Thursday, October 28, 2010

The delusion that drives you

Natalie Jeremijendo's is that new technologies are an opportunity for social transformation.

A delusion that drives you.

She currently runs, among other things, an environmental health clinic.  People come in with concerns about environmental health and leave with prescriptions for things they can do to improve the health of the environment.

Her delusion has led to such strange behavior as taking tadpoles for walks, talking to fish, and planting plants in front of fire hydrants.  But because of it; advancements in cancer treatment, ozone depletion, and less need for superfund clean ups seem doable.

I don't know her personality type or her experiential history or much about her at all.  But it seems like this idea of embracing her idea/calling/live's work as delusion really works for her.

I must be cut from the same cloth, because I think it's great.

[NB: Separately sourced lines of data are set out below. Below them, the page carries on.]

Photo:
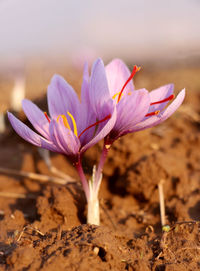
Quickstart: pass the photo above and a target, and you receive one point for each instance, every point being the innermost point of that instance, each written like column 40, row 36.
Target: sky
column 108, row 28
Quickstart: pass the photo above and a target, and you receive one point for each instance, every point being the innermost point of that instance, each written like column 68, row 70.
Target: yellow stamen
column 74, row 124
column 65, row 121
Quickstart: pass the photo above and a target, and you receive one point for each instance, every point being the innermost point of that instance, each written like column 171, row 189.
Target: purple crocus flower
column 72, row 126
column 136, row 109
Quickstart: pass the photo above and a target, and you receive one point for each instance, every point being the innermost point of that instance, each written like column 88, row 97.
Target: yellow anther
column 74, row 124
column 116, row 94
column 65, row 121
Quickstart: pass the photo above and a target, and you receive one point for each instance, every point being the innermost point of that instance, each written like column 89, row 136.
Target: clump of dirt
column 42, row 225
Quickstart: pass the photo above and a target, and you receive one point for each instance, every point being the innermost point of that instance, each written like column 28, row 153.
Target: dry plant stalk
column 162, row 202
column 34, row 176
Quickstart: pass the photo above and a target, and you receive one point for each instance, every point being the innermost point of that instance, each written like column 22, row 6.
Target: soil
column 42, row 225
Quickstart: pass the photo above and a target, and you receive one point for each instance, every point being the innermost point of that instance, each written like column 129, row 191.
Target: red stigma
column 94, row 124
column 135, row 69
column 45, row 113
column 165, row 100
column 152, row 113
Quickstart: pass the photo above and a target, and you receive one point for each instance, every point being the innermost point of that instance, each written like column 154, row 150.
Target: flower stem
column 83, row 179
column 93, row 211
column 98, row 177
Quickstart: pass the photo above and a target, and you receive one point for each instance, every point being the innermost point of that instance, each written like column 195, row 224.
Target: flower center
column 164, row 100
column 45, row 113
column 66, row 123
column 94, row 124
column 135, row 69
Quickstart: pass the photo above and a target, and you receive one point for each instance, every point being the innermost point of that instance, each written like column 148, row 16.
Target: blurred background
column 43, row 37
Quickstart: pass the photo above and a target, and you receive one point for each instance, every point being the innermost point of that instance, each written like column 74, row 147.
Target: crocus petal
column 26, row 133
column 103, row 132
column 117, row 74
column 87, row 114
column 62, row 98
column 85, row 85
column 36, row 117
column 64, row 138
column 99, row 92
column 131, row 110
column 155, row 120
column 159, row 94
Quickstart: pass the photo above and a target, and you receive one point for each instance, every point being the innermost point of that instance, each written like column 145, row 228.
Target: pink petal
column 159, row 94
column 155, row 120
column 103, row 132
column 36, row 117
column 99, row 92
column 117, row 74
column 131, row 110
column 64, row 138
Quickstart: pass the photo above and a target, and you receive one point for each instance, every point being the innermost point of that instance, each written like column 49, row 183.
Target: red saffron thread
column 45, row 113
column 135, row 69
column 165, row 100
column 94, row 124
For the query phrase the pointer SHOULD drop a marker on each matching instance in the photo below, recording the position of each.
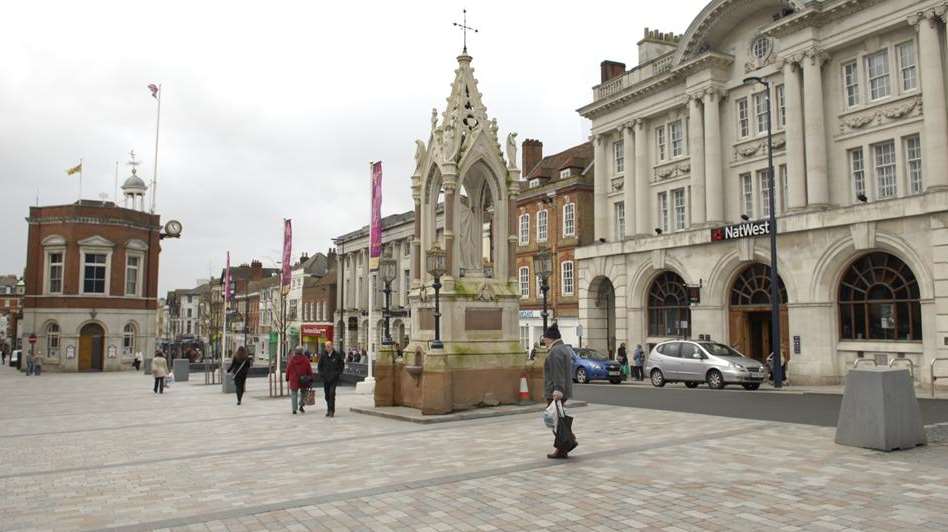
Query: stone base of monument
(880, 411)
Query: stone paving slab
(102, 452)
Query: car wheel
(581, 376)
(715, 380)
(658, 379)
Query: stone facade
(861, 159)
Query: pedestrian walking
(296, 369)
(239, 366)
(557, 377)
(638, 360)
(330, 368)
(159, 370)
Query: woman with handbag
(239, 366)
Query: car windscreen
(720, 350)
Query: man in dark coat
(557, 375)
(330, 368)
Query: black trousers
(329, 388)
(240, 385)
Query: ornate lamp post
(388, 267)
(777, 368)
(543, 265)
(436, 265)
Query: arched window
(752, 287)
(669, 313)
(52, 340)
(128, 338)
(879, 300)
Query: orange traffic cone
(524, 390)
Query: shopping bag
(564, 439)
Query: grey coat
(558, 371)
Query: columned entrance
(750, 317)
(91, 347)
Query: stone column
(643, 192)
(933, 97)
(628, 186)
(696, 152)
(817, 184)
(714, 182)
(796, 159)
(600, 189)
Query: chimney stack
(532, 154)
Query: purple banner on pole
(375, 227)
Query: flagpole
(154, 175)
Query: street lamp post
(435, 263)
(388, 267)
(543, 265)
(777, 363)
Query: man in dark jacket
(557, 375)
(330, 369)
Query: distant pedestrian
(557, 376)
(159, 370)
(330, 368)
(239, 366)
(297, 369)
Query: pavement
(101, 452)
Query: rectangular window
(566, 274)
(913, 158)
(569, 219)
(851, 82)
(663, 211)
(743, 118)
(760, 111)
(93, 273)
(542, 229)
(620, 220)
(618, 148)
(857, 170)
(678, 201)
(781, 107)
(764, 183)
(747, 195)
(132, 266)
(55, 261)
(877, 74)
(884, 164)
(907, 66)
(660, 143)
(676, 132)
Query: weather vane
(464, 27)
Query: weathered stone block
(880, 411)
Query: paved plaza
(100, 451)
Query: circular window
(761, 47)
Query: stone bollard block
(182, 369)
(880, 411)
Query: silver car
(696, 362)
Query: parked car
(589, 365)
(695, 362)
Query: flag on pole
(375, 224)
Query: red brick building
(554, 211)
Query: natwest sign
(744, 230)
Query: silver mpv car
(696, 362)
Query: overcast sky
(273, 110)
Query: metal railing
(936, 377)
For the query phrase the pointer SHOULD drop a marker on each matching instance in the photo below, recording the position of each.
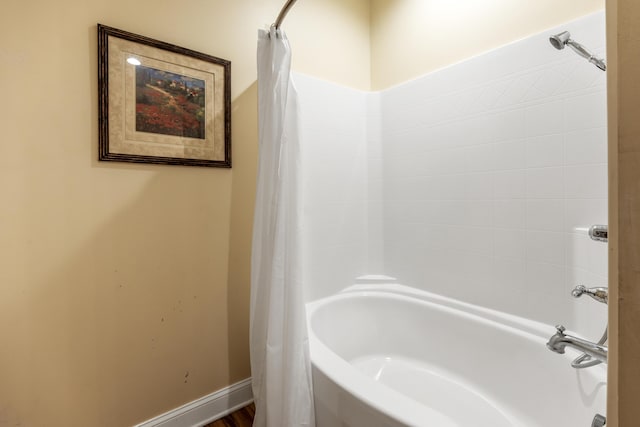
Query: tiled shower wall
(493, 169)
(333, 131)
(477, 181)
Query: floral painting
(169, 104)
(160, 103)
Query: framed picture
(160, 103)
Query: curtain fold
(280, 363)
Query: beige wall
(124, 288)
(412, 37)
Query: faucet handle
(598, 294)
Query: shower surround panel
(477, 181)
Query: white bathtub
(389, 355)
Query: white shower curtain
(280, 364)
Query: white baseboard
(206, 409)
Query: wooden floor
(243, 417)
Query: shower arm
(283, 13)
(580, 50)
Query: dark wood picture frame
(160, 103)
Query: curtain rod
(288, 5)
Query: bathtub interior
(441, 356)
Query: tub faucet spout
(560, 340)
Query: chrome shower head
(559, 41)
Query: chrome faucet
(560, 340)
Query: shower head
(559, 41)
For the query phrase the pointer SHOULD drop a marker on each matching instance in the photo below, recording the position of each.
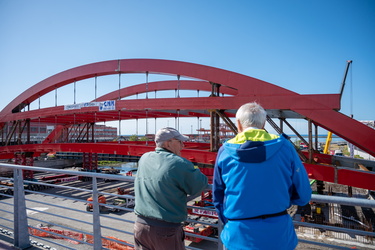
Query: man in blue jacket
(163, 181)
(257, 177)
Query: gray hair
(251, 115)
(159, 144)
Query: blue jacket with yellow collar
(257, 173)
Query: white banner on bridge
(107, 105)
(103, 106)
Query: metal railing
(52, 209)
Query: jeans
(148, 237)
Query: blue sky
(302, 46)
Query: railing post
(21, 232)
(96, 216)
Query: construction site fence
(50, 211)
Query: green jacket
(162, 184)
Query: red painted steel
(235, 90)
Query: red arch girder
(333, 174)
(249, 89)
(160, 86)
(155, 66)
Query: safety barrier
(53, 209)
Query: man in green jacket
(163, 181)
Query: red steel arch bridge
(227, 91)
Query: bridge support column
(21, 232)
(215, 121)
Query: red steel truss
(229, 90)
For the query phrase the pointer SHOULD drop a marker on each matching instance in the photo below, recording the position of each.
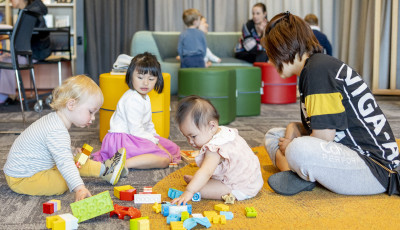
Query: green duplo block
(215, 84)
(93, 206)
(134, 224)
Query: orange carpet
(318, 209)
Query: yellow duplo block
(215, 220)
(58, 204)
(210, 215)
(87, 147)
(118, 189)
(144, 224)
(55, 223)
(134, 224)
(177, 225)
(221, 207)
(222, 219)
(82, 159)
(157, 207)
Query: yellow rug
(318, 209)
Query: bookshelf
(67, 13)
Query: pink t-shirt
(240, 167)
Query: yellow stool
(114, 86)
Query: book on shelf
(61, 21)
(118, 71)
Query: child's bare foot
(187, 178)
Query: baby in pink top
(227, 164)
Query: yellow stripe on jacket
(324, 104)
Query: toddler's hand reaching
(77, 151)
(283, 143)
(81, 192)
(183, 199)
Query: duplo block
(174, 193)
(122, 211)
(118, 189)
(221, 207)
(177, 225)
(55, 222)
(251, 212)
(93, 206)
(137, 223)
(228, 215)
(147, 198)
(48, 208)
(62, 222)
(128, 195)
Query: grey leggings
(333, 165)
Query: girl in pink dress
(131, 126)
(227, 163)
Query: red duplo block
(127, 194)
(48, 208)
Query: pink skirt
(135, 146)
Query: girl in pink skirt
(131, 126)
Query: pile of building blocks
(141, 223)
(174, 193)
(61, 222)
(51, 206)
(123, 211)
(92, 207)
(84, 156)
(129, 193)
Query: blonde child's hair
(200, 109)
(78, 88)
(190, 15)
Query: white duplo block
(147, 198)
(71, 222)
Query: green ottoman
(248, 86)
(216, 85)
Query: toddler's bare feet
(187, 178)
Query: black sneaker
(114, 167)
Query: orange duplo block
(86, 152)
(128, 195)
(118, 189)
(114, 86)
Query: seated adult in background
(312, 20)
(344, 142)
(40, 45)
(249, 47)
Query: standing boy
(192, 43)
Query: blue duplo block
(189, 223)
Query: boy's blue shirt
(192, 42)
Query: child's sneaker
(114, 166)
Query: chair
(60, 50)
(59, 42)
(20, 45)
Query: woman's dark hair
(261, 5)
(287, 35)
(201, 110)
(145, 63)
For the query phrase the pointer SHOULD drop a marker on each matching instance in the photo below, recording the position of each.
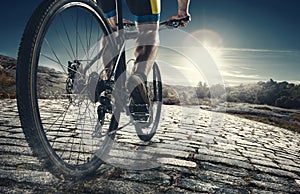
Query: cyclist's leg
(109, 8)
(146, 15)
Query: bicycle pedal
(139, 112)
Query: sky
(249, 40)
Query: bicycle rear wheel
(58, 115)
(146, 131)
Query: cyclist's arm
(183, 12)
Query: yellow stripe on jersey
(155, 6)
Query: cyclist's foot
(139, 100)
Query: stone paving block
(277, 172)
(189, 154)
(226, 161)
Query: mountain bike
(70, 107)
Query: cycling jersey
(143, 10)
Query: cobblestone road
(199, 151)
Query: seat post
(120, 14)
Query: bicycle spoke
(63, 43)
(54, 53)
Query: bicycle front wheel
(56, 69)
(146, 131)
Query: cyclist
(146, 16)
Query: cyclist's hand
(182, 19)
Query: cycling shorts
(143, 10)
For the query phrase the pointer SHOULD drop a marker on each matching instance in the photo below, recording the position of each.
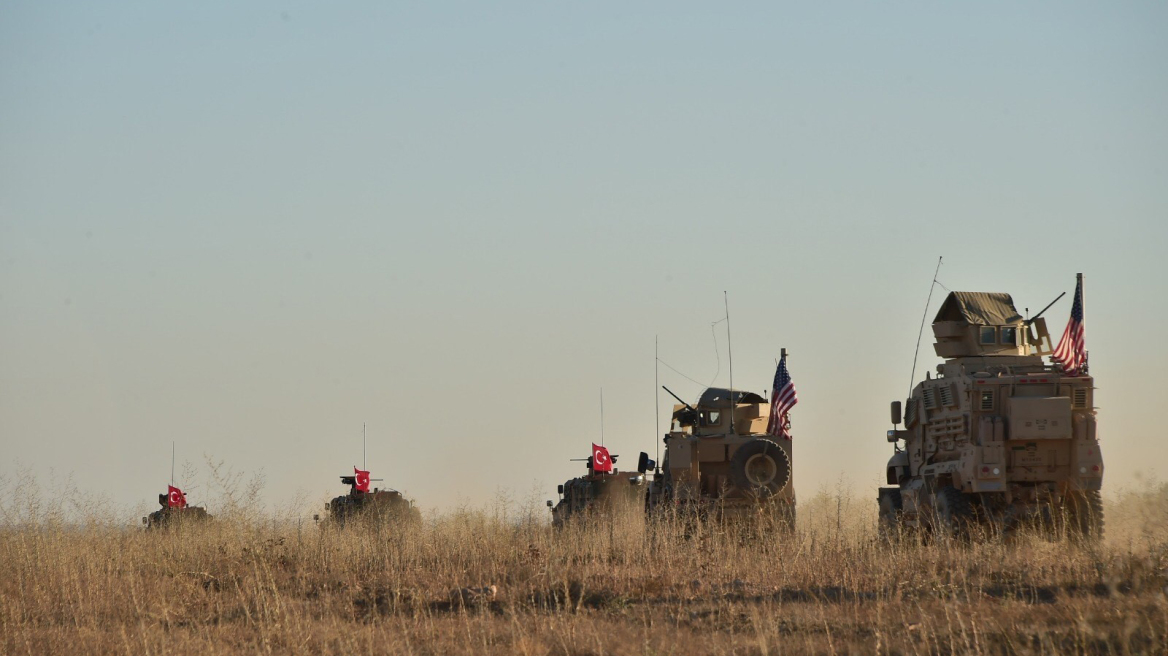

I don't know what delusion drives you.  Maybe it's real important for you to know and for others to know that your idea/calling/life's work is unneurotic-aly right.  In fact, maybe that is what drives you.

Maybe it's that once every nation confesses our Christianity as the right belief, Jesus will come back to Earth.

It could be that unless you believe like I believe you are going to spend etenity in agony instead of in heaven in paradise (with me).

Sometimes I think its our (mere) prescence that changes things.  Not so much what we know or what we believe or how much we can do.  Just our presence.  With each other.  So I do my best to connect people.

It's the delusion that drives me.

I don't know what if anything it has led to.  Probably not so much a treatment for cancer.  There'll still need to be massive superfund clean up sites in spite of the people I attempt to connect and connect with.

But I don't know.

I mean, then again, it's still driving.